If you were a movie fan in the 1980′s you probably had a VCR; whether it was ßetamax or VHS doesn’t matter too much for the purpose of this article. If you happened to live back in those days, you may be able to recall the prices of tapes were incredible. Prices were around $60 and even higher for the more “underground” titles. So video rental stores launched, allowing for people to check out tapes for low prices without making that $60 commitment.

So where am I going with this? If you have ever rented tapes, you might remember the occasional dud. Flickering picture, lines of static, and a ripped image come to mind. Back inn 1985, Vidicraft released the Video Guard Stabilizer. They were most likely not the first company to produce a video stabilizer, but they are one of the better-known of all those that have faded away over the years. The Video Guard Stabilizer sits between your VCR and television (or another VCR if you happen to be making a duplicate) and cleans up the video signal you see on the screen. Your tape may be mangled all sorts of ways, but the stabilizer strips down the video signal from the VCR and reassembles it clearly.

So the Stabilizer does in fact stabilize the video, but what is this guard nonsense? Back before it was called “copy protection,” many people would refer to their videos as being “guarded” when attempting to duplicate commercial tapes. Analog copy protection came around in 1984, and though not every commercial release from then on was copy protected, many of the more popular ones were. Now, if you have ever attempted to duplicate a copy protected tape, you might notice that it makes the picture brightness flash and change violently. This is because of a hidden signal stored on the tape in the same area closed captions are. When the signal is recorded, it causes the duplicating VCR to freak out because it changes the brightness of the picture randomly, and the VCR tries to compensate (which it can’t). Televisions don’t have this circuitry, which is why copy protected tapes play fine on them. Video stabilizers have a nice little side effect of blanking the fields that subtitles reside in when reworking the signal, which means the copy protection is also blanked out and eliminated.

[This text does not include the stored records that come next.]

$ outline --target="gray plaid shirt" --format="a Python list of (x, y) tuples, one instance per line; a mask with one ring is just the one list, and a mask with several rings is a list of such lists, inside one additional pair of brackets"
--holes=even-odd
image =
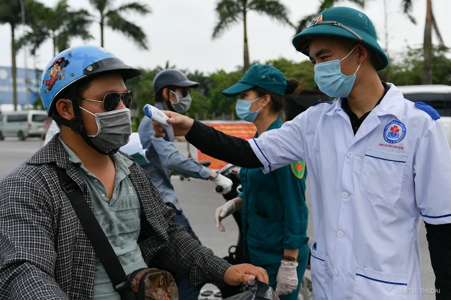
[[(0, 182), (0, 300), (93, 298), (96, 255), (61, 190), (56, 166), (88, 188), (56, 135)], [(128, 156), (129, 157), (129, 156)], [(193, 286), (220, 284), (230, 266), (173, 223), (146, 172), (136, 164), (129, 177), (142, 210), (138, 243), (149, 266), (176, 271)]]

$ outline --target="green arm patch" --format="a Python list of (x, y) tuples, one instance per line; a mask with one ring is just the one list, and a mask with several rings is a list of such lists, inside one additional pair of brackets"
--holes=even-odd
[(295, 176), (299, 179), (302, 179), (304, 177), (304, 173), (305, 171), (305, 162), (304, 160), (298, 160), (290, 164), (291, 170)]

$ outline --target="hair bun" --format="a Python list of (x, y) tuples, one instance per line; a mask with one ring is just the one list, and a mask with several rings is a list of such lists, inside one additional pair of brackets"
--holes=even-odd
[(287, 89), (285, 90), (286, 95), (291, 95), (296, 92), (299, 86), (299, 82), (296, 79), (289, 79), (287, 80)]

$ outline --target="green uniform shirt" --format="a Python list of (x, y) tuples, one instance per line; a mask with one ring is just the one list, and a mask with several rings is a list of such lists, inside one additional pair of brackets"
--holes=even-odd
[[(276, 120), (268, 128), (279, 128)], [(255, 137), (258, 136), (256, 134)], [(284, 250), (299, 248), (300, 260), (308, 255), (304, 162), (264, 174), (261, 169), (242, 168), (241, 210), (245, 254), (258, 266), (280, 264)]]
[[(60, 139), (61, 140), (61, 139)], [(126, 274), (147, 268), (138, 245), (141, 230), (141, 206), (136, 192), (128, 176), (133, 162), (118, 153), (112, 156), (116, 166), (114, 190), (111, 201), (100, 180), (84, 167), (75, 154), (61, 140), (69, 156), (77, 164), (92, 197), (93, 212), (108, 238)], [(95, 300), (120, 300), (98, 258), (94, 273)]]

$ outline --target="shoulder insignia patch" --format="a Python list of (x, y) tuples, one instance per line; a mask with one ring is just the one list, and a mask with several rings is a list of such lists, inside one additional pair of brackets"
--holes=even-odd
[(434, 121), (440, 118), (440, 114), (438, 114), (438, 112), (430, 105), (428, 105), (424, 102), (415, 102), (414, 105), (415, 107), (425, 112), (427, 114), (430, 116)]
[(329, 101), (320, 101), (319, 102), (315, 102), (313, 104), (312, 104), (312, 106), (315, 106), (320, 103), (328, 103), (329, 104), (332, 104), (333, 102), (329, 102)]
[(304, 160), (298, 160), (295, 162), (291, 165), (291, 170), (295, 176), (299, 179), (302, 179), (304, 177), (304, 173), (305, 172), (305, 162)]

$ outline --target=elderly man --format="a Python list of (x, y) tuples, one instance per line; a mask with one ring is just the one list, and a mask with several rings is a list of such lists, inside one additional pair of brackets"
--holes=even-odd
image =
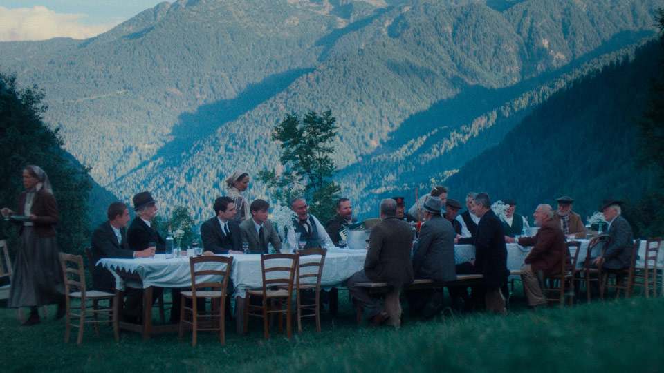
[[(454, 233), (449, 221), (441, 216), (442, 204), (438, 197), (430, 197), (422, 207), (425, 222), (413, 254), (415, 278), (439, 282), (456, 279), (454, 269)], [(443, 289), (414, 290), (408, 292), (408, 303), (414, 313), (425, 318), (434, 316), (443, 304)]]
[(520, 213), (515, 213), (517, 202), (512, 198), (505, 198), (503, 203), (508, 205), (507, 212), (505, 214), (505, 220), (503, 221), (503, 231), (505, 236), (514, 237), (520, 235), (524, 230), (524, 217)]
[(216, 216), (201, 225), (201, 240), (208, 251), (241, 254), (242, 233), (234, 220), (235, 204), (230, 197), (219, 197), (212, 205)]
[(457, 238), (462, 237), (461, 223), (456, 220), (459, 210), (461, 209), (461, 207), (463, 207), (460, 202), (450, 198), (445, 203), (445, 213), (443, 214), (443, 218), (452, 224), (452, 227), (454, 229), (454, 233), (456, 233)]
[(249, 206), (251, 219), (240, 224), (242, 241), (249, 244), (247, 253), (268, 254), (268, 242), (272, 243), (277, 253), (281, 252), (282, 241), (275, 226), (268, 220), (269, 209), (270, 204), (261, 199), (251, 202)]
[(302, 197), (293, 198), (290, 201), (290, 209), (297, 216), (297, 220), (293, 222), (293, 228), (288, 229), (286, 235), (288, 245), (291, 248), (299, 247), (296, 238), (296, 233), (299, 233), (301, 241), (306, 241), (304, 249), (334, 246), (323, 225), (315, 216), (309, 213), (306, 200)]
[[(129, 211), (122, 202), (109, 205), (106, 216), (109, 220), (92, 233), (92, 261), (96, 263), (103, 258), (149, 258), (154, 256), (155, 247), (135, 251), (129, 249), (125, 227), (129, 221)], [(108, 269), (95, 265), (92, 271), (92, 283), (95, 290), (113, 292), (116, 280)]]
[(357, 284), (380, 282), (400, 287), (414, 278), (410, 265), (413, 232), (408, 223), (396, 219), (396, 201), (380, 202), (380, 220), (369, 234), (364, 269), (351, 276), (346, 284), (349, 293), (368, 312), (372, 325), (381, 324), (389, 316), (383, 309), (380, 296)]
[[(445, 204), (445, 201), (448, 199), (448, 189), (447, 186), (443, 186), (442, 185), (436, 185), (431, 189), (431, 192), (429, 194), (425, 194), (422, 197), (420, 197), (420, 199), (417, 200), (417, 203), (413, 204), (410, 207), (410, 209), (408, 209), (408, 213), (411, 216), (414, 217), (416, 219), (420, 220), (422, 218), (421, 209), (422, 207), (424, 206), (424, 202), (427, 200), (427, 198), (429, 197), (438, 197), (443, 201), (443, 204)], [(417, 206), (419, 204), (420, 207), (418, 209)]]
[(392, 197), (396, 201), (396, 218), (408, 222), (417, 222), (417, 219), (406, 212), (406, 202), (403, 197)]
[[(475, 258), (456, 265), (457, 274), (481, 274), (483, 287), (472, 287), (472, 298), (479, 305), (483, 298), (486, 309), (505, 314), (505, 297), (501, 287), (507, 284), (507, 247), (500, 219), (491, 210), (491, 200), (480, 193), (472, 200), (472, 209), (480, 218), (474, 236)], [(459, 288), (452, 291), (459, 295)], [(464, 290), (465, 291), (465, 290)]]
[[(546, 304), (546, 298), (540, 284), (545, 276), (560, 274), (560, 261), (565, 247), (565, 235), (560, 227), (553, 221), (553, 209), (548, 204), (537, 206), (535, 213), (535, 225), (540, 227), (535, 237), (514, 238), (505, 236), (505, 241), (516, 242), (522, 246), (533, 246), (533, 249), (524, 260), (521, 275), (524, 283), (524, 292), (528, 297), (528, 304), (537, 307)], [(569, 258), (569, 256), (567, 256)]]
[(461, 236), (463, 237), (474, 237), (475, 230), (477, 229), (479, 216), (475, 215), (472, 211), (472, 200), (477, 195), (475, 192), (470, 192), (466, 195), (465, 207), (468, 209), (456, 217), (456, 220), (461, 224)]
[(332, 242), (339, 245), (341, 240), (341, 236), (339, 232), (349, 225), (358, 221), (353, 218), (353, 205), (351, 204), (351, 200), (348, 198), (339, 198), (337, 200), (337, 215), (332, 219), (328, 220), (325, 224), (325, 231), (330, 236)]
[(604, 263), (603, 268), (609, 270), (623, 269), (629, 267), (634, 238), (629, 223), (621, 216), (621, 204), (622, 201), (613, 198), (607, 198), (602, 202), (602, 213), (604, 214), (604, 220), (609, 224), (607, 234), (611, 236), (611, 241), (605, 254), (593, 260), (593, 265), (596, 267), (600, 262)]
[(555, 224), (560, 226), (565, 236), (584, 238), (586, 236), (586, 227), (583, 226), (579, 214), (572, 211), (574, 200), (565, 195), (555, 201), (558, 202), (558, 209), (553, 214)]

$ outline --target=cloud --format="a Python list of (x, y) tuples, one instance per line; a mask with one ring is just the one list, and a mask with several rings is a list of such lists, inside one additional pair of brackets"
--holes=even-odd
[(0, 41), (45, 40), (53, 37), (87, 39), (107, 31), (116, 24), (86, 26), (81, 13), (56, 13), (46, 7), (8, 9), (0, 6)]

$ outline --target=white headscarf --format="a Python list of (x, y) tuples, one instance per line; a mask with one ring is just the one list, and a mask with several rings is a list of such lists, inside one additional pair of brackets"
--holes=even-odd
[(42, 188), (46, 190), (47, 192), (53, 194), (53, 190), (50, 189), (50, 182), (48, 181), (48, 175), (46, 175), (46, 173), (39, 166), (35, 166), (34, 164), (30, 164), (26, 167), (26, 170), (29, 169), (33, 171), (33, 173), (37, 175), (37, 178), (39, 179), (39, 182), (37, 183), (35, 186), (35, 191), (39, 191)]

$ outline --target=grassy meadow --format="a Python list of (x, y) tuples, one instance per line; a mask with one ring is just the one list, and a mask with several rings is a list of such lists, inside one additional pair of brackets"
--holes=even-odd
[[(324, 312), (322, 332), (305, 319), (291, 340), (276, 325), (268, 341), (262, 323), (250, 321), (246, 336), (227, 322), (226, 346), (201, 332), (142, 341), (110, 326), (101, 337), (86, 326), (83, 343), (75, 334), (64, 343), (64, 321), (47, 320), (23, 327), (15, 310), (0, 309), (1, 372), (661, 372), (664, 361), (664, 298), (596, 300), (573, 307), (530, 310), (520, 289), (507, 316), (445, 313), (430, 321), (405, 318), (399, 330), (358, 325), (340, 293), (339, 316)], [(407, 309), (406, 309), (407, 311)], [(157, 316), (156, 314), (155, 316)], [(156, 320), (158, 322), (158, 320)], [(73, 329), (75, 332), (75, 329)]]

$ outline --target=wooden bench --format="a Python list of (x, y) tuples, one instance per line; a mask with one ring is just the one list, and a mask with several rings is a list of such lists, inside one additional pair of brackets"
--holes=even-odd
[[(357, 286), (368, 287), (369, 292), (373, 294), (385, 294), (384, 307), (385, 312), (389, 315), (389, 324), (396, 327), (401, 325), (401, 304), (399, 302), (399, 294), (401, 290), (419, 290), (423, 289), (436, 289), (445, 286), (464, 286), (481, 283), (484, 276), (481, 274), (461, 274), (456, 275), (456, 280), (452, 281), (436, 281), (428, 278), (416, 279), (409, 284), (403, 285), (400, 289), (395, 289), (394, 286), (385, 283), (358, 283)], [(360, 305), (356, 305), (358, 323), (361, 323), (364, 317), (364, 309)]]

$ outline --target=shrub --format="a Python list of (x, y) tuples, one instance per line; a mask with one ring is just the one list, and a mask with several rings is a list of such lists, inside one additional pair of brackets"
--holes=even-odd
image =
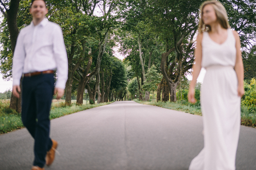
[(251, 112), (256, 112), (256, 80), (255, 78), (252, 78), (250, 83), (245, 81), (244, 87), (245, 93), (242, 98), (241, 105), (247, 107)]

Not only did you get a handy gizmo to make your worst tapes play like new but you also got something to make copies of any tape, protected or not. These days, you might think that video stabilizers are a thing of the past, but they do have useful applications. Want to make a DVD recording of a VHS tape that never made it to DVD commercially? A stabilizer will help you out. Maybe you have some family films you want to back up on to your computer? Some capture cards think that home tapes are copy protected because of their sometimes messy signal. A video stabilizer can be just what you need to complete the captures. I picked up mine a few months ago for $15, and it has been a great device for stubborn tapes that need transferring. If you have a stack of tapes kicking around your house that need to be brought into the 21st century, it’s well worth the investment.